Bild des polnischen Lehrers

Es braucht 3.000 Lehrer, genug Studenten, um ihr Studium abzuschließen, aber in einigen Fächern wie Mathematik und Chemie fehlen noch Absolventen. Den geografischen Lohnvorteil für die Bundesländer mit besonderer Knappheit, den Wolf ins Spiel brachte, lehnte Polaschek umgehend ab. Das würde das Problem nur ändern, nicht lösen.

Bildungsminister Martin Polaschek (VP) besucht Armin Wolf am 29. Juni 2022 im ZIB2. ORF Screenshot

In jedem Fall muss der Lehrerberuf für die Öffentlichkeit attraktiver gemacht werden und zeigen, was für ein guter Beruf er ist. „In den Schulen wird viel gearbeitet“, aber es gebe viele negative Themen, die er nun klären wolle. In jedem Fall sollten auch Lehrkräfte von administrativen Aufgaben entlastet werden, um sich weiterhin auf Kernkompetenzen, den Unterricht, konzentrieren zu können.

Vorbereitungen für den Herbst des Covid

Mit der nächsten Krönungswelle im Herbst wird das Bildungssystem zu einem zentralen Bestandteil der nationalen Strategie von Covid. „Es macht wenig Sinn, oben einzugreifen, wenn man nicht weiß, wie sich die Zahlen entwickeln.
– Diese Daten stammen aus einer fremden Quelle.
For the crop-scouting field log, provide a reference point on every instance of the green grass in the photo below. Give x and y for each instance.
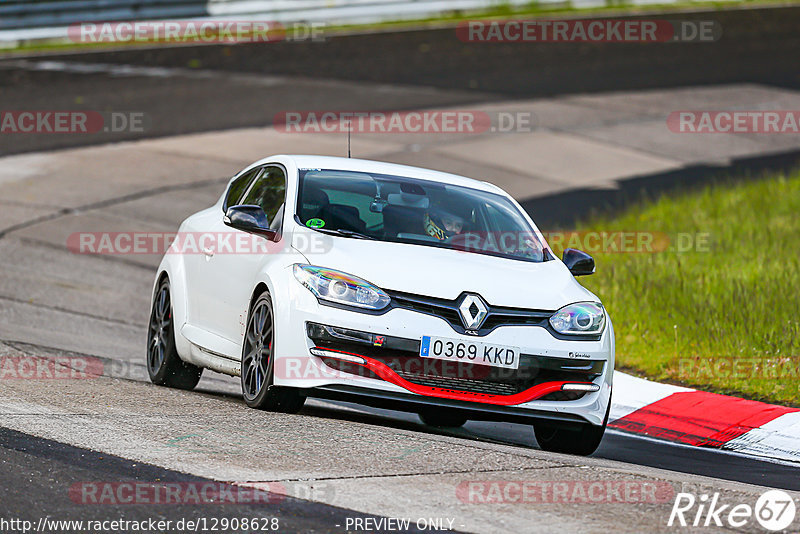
(737, 305)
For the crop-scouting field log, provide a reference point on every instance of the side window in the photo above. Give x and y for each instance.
(269, 192)
(238, 187)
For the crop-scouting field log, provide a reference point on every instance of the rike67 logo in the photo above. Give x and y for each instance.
(774, 510)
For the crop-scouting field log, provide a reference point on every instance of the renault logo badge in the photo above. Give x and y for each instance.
(473, 311)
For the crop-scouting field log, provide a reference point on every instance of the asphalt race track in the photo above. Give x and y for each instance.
(334, 462)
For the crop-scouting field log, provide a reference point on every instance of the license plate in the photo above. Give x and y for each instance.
(472, 352)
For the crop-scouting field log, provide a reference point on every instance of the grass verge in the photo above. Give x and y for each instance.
(717, 308)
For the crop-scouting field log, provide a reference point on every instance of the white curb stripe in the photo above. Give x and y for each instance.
(632, 393)
(780, 438)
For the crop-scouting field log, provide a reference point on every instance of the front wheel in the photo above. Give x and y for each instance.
(164, 366)
(258, 363)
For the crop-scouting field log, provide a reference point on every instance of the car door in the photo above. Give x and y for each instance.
(232, 272)
(199, 256)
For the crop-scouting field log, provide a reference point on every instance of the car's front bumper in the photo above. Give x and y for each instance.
(394, 376)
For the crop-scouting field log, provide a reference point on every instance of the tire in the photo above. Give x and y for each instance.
(580, 440)
(442, 418)
(258, 363)
(164, 365)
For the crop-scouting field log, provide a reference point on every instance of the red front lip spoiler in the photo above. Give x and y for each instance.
(386, 373)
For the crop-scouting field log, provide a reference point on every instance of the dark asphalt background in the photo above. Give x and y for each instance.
(37, 474)
(757, 46)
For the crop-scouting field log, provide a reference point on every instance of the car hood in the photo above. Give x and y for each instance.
(443, 273)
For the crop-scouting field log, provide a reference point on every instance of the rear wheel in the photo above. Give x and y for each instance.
(164, 365)
(258, 363)
(582, 440)
(442, 418)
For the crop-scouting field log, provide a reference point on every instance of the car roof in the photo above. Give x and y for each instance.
(379, 167)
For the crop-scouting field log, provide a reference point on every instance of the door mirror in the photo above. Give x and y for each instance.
(250, 219)
(578, 262)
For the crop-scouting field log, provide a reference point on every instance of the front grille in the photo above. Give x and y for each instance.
(401, 355)
(447, 310)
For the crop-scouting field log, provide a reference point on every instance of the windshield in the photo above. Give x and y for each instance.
(405, 210)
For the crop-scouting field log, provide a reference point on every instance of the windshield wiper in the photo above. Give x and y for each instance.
(345, 233)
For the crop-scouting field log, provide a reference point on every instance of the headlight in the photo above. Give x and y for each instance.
(341, 288)
(580, 318)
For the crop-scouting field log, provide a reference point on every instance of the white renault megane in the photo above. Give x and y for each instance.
(387, 285)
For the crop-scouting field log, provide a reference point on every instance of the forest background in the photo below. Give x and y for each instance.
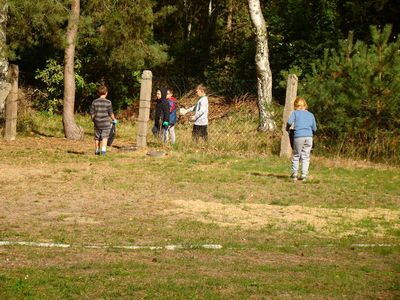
(345, 53)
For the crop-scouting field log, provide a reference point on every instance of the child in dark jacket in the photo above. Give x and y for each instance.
(169, 133)
(161, 118)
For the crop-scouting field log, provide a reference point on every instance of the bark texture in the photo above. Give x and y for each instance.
(71, 130)
(264, 75)
(5, 86)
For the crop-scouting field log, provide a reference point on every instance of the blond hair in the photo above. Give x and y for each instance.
(102, 90)
(202, 88)
(300, 103)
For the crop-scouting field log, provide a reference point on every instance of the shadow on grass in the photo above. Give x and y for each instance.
(279, 176)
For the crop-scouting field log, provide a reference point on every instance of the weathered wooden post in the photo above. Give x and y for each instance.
(4, 84)
(144, 108)
(291, 94)
(10, 131)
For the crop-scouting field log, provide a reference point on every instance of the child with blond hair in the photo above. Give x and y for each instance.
(305, 127)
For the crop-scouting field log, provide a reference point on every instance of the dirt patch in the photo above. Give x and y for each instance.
(257, 216)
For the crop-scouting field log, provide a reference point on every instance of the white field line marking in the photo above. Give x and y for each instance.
(127, 247)
(167, 247)
(373, 245)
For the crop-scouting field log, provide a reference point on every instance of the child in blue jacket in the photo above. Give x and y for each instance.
(305, 127)
(169, 132)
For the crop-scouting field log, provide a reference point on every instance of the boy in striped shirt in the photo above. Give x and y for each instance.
(101, 111)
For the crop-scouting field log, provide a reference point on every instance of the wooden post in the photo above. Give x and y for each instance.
(144, 108)
(291, 94)
(12, 105)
Es wird nicht so sein, dass wir in einer Sekunde auf die nächste umschalten“, kontert die Anklage. dass die geplante Veröffentlichung möglicher Aktionspläne am 29. August für Schulen zu knapp sei.

Bildungsminister Martin Polaschek (VP) besucht Armin Wolf am 29. Juni 2022 im ZIB2. ORF Screenshot

Bildungsministerin kurz völlig leer

Auf die Frage nach dem Ende der Förderung des Austrian Crown Panel Project (ACPP) geriet Polaschek kurzzeitig in Bedrängnis. Die Förderung kommt nicht vom Wissenschaftsministerium, es ist sich nicht bewusst, dass hier eine Lücke klafft. Auf Nachfrage des Moderators verriet er, davon nichts gewusst zu haben.

„Ich gehe jetzt seit zwei Tagen zur Schule, ich war im Ausland. Es tut mir leid, sie haben dieses Thema nicht für mich angesprochen“, sagte der Minister. Er versprach jedoch, sich das „anzuschauen“, es ist übrigens nicht das erste Mal in dieser Nacht, dass dieses Versprechen gegeben wurde.

Bildungsminister Martin Polaschek (VP) besucht Armin Wolf am 29. Juni 2022 im ZIB2. ORF Screenshot

Polaschek gibt private Details preis

Und welche Note würde Polaschek nach einem Jahr als Minister bekommen? „Ich glaube nicht, dass du punkten musst, weil du kein Ziel bist. Das wäre nicht fair und funktioniert nicht“, war die diplomatische und ausweichende Antwort.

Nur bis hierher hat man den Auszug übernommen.